Toronto police say they were called to the Don Valley Parkway around 10:40 p.m. Monday over reports of a collision after a group of motorcycles had been travelling at a high rate of speed in the southbound lanes north of Don Mills Road.

Police say the rider of a 2016 Suzuki motorcycle first struck a metal barrier before a 2009 Honda motorcycle also became involved in the crash. A 39-year-old woman was pronounced dead at the scene. Police say she is the city’s ninth road death of the year so far.

A 35-year-old man who sustained life-threatening injuries and a 40-year-old man who suffered serious injuries remain in hospital.

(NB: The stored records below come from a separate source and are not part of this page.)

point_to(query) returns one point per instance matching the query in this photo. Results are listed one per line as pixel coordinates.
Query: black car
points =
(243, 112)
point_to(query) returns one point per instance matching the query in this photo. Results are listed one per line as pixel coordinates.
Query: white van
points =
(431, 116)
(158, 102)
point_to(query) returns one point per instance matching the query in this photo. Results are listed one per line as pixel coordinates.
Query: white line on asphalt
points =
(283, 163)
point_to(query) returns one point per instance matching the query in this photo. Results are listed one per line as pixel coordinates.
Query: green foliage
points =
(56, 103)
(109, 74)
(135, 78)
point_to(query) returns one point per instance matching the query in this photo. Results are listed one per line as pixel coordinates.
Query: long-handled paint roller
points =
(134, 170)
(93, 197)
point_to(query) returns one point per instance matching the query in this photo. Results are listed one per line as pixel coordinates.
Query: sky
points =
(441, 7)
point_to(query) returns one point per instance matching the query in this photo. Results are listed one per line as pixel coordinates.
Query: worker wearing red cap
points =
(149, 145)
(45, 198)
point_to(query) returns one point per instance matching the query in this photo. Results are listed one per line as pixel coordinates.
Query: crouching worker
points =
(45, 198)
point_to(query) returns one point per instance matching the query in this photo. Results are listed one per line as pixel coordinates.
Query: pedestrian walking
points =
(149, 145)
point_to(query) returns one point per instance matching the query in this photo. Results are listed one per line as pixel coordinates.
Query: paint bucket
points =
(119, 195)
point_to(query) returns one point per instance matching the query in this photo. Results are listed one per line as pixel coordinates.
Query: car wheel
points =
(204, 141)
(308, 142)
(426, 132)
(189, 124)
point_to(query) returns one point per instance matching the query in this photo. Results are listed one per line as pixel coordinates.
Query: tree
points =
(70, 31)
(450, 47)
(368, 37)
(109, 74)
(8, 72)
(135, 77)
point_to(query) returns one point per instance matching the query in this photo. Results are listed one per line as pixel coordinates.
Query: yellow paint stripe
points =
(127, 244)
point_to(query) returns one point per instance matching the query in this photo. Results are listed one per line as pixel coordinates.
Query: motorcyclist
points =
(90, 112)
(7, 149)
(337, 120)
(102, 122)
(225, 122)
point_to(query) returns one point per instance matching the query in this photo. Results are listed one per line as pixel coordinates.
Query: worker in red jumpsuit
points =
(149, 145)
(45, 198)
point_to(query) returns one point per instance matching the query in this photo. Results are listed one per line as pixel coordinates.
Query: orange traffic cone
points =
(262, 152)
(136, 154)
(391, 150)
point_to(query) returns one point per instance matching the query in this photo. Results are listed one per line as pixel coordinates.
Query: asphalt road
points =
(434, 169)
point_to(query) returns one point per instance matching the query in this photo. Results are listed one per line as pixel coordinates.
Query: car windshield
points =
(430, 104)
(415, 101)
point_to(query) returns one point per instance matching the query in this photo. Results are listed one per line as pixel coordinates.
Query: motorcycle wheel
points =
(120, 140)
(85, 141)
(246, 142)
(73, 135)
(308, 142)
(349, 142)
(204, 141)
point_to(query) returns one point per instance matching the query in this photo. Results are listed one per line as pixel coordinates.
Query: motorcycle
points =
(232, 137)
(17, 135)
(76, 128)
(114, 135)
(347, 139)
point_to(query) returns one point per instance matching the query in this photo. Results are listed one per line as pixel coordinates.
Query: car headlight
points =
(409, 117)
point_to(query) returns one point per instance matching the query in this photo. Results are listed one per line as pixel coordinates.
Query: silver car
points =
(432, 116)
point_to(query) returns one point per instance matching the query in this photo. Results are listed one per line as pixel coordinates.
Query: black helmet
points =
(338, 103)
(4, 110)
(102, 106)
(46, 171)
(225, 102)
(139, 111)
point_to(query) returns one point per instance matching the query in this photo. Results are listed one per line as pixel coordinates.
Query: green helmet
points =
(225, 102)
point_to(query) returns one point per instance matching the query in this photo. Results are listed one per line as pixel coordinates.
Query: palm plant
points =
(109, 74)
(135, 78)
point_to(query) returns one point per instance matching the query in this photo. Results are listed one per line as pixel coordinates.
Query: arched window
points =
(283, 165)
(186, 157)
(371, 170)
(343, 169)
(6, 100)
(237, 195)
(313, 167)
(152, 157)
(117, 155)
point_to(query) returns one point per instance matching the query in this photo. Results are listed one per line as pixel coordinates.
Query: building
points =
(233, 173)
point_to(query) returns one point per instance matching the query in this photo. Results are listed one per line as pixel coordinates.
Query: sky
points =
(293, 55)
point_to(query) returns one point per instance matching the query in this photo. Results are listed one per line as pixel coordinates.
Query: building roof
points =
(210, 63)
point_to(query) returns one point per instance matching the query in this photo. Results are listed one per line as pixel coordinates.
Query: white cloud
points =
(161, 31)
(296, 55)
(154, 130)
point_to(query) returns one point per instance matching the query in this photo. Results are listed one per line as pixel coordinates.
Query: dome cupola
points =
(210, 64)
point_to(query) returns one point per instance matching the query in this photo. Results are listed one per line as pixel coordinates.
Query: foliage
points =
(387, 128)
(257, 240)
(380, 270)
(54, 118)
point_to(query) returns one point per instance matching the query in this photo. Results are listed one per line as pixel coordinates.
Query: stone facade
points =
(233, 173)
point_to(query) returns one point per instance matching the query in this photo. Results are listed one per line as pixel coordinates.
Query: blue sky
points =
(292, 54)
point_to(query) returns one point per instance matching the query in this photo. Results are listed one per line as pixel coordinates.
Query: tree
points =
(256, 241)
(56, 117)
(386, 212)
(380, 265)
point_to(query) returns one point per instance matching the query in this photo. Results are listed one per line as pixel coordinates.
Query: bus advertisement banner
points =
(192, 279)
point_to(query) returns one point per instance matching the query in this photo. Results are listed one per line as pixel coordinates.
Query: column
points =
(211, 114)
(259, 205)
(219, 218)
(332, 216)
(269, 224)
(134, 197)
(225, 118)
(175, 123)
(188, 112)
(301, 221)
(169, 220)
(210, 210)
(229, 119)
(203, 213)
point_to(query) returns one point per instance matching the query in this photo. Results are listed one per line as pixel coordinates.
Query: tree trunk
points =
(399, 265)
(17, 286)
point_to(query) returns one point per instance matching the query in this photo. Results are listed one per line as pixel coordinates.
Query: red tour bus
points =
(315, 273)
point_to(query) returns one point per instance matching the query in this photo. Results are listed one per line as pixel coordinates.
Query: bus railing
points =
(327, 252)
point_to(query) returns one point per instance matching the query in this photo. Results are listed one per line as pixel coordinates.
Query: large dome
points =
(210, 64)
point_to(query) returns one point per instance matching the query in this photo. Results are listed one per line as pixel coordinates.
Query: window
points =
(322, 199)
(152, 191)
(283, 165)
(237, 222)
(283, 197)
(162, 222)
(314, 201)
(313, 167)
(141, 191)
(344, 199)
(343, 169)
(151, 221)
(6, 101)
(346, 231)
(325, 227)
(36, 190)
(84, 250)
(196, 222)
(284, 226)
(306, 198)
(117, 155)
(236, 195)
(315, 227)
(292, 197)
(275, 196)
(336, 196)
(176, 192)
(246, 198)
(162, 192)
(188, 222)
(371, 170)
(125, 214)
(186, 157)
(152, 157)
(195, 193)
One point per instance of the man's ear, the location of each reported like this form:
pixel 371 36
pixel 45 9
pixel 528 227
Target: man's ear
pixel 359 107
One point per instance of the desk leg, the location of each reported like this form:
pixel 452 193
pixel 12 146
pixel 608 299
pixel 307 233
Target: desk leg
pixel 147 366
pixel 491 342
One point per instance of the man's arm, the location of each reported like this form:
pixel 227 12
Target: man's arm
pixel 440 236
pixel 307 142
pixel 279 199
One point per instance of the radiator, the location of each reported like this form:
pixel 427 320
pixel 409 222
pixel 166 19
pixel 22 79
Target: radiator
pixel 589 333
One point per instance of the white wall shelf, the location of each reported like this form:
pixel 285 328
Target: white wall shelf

Police ask anyone who may have security or dashboard camera footage of the crash to contact investigators.

The uptick in stunt driving and street racing has prompted GTA police services to allocate more resources to traffic.

Moving forward, Kraft said Toronto police will continue to use a multi-pronged approach -- from drivers’ education on traffic rules to focused enforcement efforts, including the use of dedicated Vision Zero officers for pedestrian and cyclist’s safety -- to guide police operations heading into reopening.

In Peel, municipal leaders and police last month kicked off an awareness campaign to encourage drivers to slow down and comply with posted speed limits, with Mississauga mayor Bonnie Crombie, reiterating that speeding is “a serious issue on our roads.”

The region is also expanding its use of red-light cameras, electronic radar speed signs, radar speed trailers and traffic calming signs.

Andrews added that Peel police are focusing on high-risk behaviour and repeat offenders by making sure every driver charged with impaired driving is referred to the Peel Addiction and Assessment Referral Center.

Still, for some advocates, change needs to be more sweeping than that. Toronto safety advocate Janet Joy Wilson points to strategies in cities like Paris -- where the mayor has announced plans to ban most cars on downtown streets, giving cyclists and pedestrians more space -- and Montreal, which is increasing the number of pedestrian-only streets in the downtown area.

“After seven years of unsuccessful Vision Zero implementation, our streets have become as the wild west and a car-centric focus is killing us,” she said.

For Jessica Spieker, who is part of Friends and Families for Safe Streets, a group made up of people who’ve been affected by road violence, safety on GTA roads remains a problem because of the lack of political will to shift the central focus of our road design from cars to people, she said.

An overhaul of street designs, especially in residential neighbourhoods -- like the location of the Vaughan crash that killed the two young siblings -- would be one way to help fix the problem. Things like elevated crosswalks, more speed bumps and intersection redesigns are cheap ways to make it “uncomfortable for drivers to speed” and protect cyclists and pedestrians, she said.

Spiker, who sustained a broken spine and brain injury when she was T-boned by a driver while cycling in 2015, added that although she also wants to see more photo radar and speed cameras installed across Toronto, the solution can’t be just about enforcement.

“We’ve had 100 years of failing to enforce and educate our way out of road violence,” she said. “There’s no such thing as a completely successful education or enforcement campaign.”